Circulating human CTRP3 exists in two isoforms, encoded by alternatively spliced transcripts. Expression of the splice variants is co-regulated; human tissues that express CTRP3A invariably express CTRP3B, and vice versa. It appears that the highly conserved CTRP3B isoform was first acquired during tetrapod evolution; teleosts, such as zebrafish and fugu, do not have the CTRP3B-specific exon 1B in their sequenced genome.

The longer isoform, CTRP3B, has an extended N terminus with 73 extra amino acids.

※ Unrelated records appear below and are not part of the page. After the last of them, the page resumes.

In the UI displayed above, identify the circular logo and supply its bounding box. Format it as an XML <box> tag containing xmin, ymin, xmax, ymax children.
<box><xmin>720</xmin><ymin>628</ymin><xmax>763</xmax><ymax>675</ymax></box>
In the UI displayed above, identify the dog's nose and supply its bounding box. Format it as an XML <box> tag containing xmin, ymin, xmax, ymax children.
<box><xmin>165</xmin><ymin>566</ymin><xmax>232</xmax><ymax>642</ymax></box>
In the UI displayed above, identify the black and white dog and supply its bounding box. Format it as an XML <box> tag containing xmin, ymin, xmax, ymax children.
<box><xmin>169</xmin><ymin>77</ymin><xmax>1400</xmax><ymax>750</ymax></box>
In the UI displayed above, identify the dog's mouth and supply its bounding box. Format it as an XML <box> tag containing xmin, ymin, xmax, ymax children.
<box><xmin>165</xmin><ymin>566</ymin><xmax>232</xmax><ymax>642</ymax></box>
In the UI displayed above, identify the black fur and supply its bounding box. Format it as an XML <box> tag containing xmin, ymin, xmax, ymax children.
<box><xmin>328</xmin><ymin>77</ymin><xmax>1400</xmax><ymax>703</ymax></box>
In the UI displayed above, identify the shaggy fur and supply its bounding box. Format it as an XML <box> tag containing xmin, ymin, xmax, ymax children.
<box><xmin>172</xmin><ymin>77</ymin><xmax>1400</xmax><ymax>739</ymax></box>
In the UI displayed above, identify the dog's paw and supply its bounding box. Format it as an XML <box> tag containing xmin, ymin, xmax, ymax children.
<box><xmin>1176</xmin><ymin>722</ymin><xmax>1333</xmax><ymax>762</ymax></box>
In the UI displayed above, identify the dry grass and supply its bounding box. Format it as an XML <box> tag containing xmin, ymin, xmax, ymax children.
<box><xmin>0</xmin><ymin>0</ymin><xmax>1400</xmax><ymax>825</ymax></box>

These extra sequences confer two novel biochemical properties to CTRP3B. First, there is a highly conserved Asn residue in the N-terminal extension that is glycosylated; mutation of Asn-70 to Ala abolishes N-glycosylation. In contrast, CTRP3A contains no N-linked glycans. It is well known that secreted proteins are often glycosylated; this post-translational modification tends to enhance the half-life of the protein in vivo or serves as a carbohydrate epitope recognized by the cell surface receptor. Glycosylated human CTRP3B appears not to have a longer half-life in vivo; in fact, we failed to detect epitope-tagged recombinant CTRP3B in the blood when injected intraperitoneally into mice (data not shown), suggesting that the recombinant protein either gets rapidly cleared from the circulatory system or alternatively, binds strongly to cell surface receptor(s) lining the blood vessels. In contrast, an equivalent amount of recombinant CTRP3A injected into mice can be detected in the blood 10 min postinjection and remains in the circulatory system for up to 6 h (data not shown). Second, CTRP3B, but not CTRP3A, is susceptible to proteolytic cleavage when expressed in vitro. Cleavage occurs inside the cell prior to protein secretion; the cleaved CTRP3B can be detected in both the cell lysate and supernatant of HEK 293 cells expressing the protein. Cleavage is not induced by the presence of either FLAG or HA epitope; similarly tagged CTRP3A is not cleaved.

When co-expressed, CTRP3A forms hetero-oligomers with CTRP3B; this physical association limits proteolytic cleavage of CTRP3B. This may be a reason both transcripts are co-expressed in human tissues. However, the in vivo biological significance and relevance of these in vitro observations remain to be elucidated. Despite differences in size, glycosylation, and susceptibility to cleavage, both recombinant CTRP3A and CTRP3B reduce glucose output in hepatocytes by suppressing the expression of gluconeogenic genes G6Pase and PEPCK.

In summary, we have provided the first line of in vitro and in vivo evidence to establish CTRP3 as a novel adipokine that regulates hepatic glucose metabolism. Future gain- and loss-of-function studies in different metabolic contexts will further clarify CTRP3 roles and its mechanisms in controlling whole-body energy balance.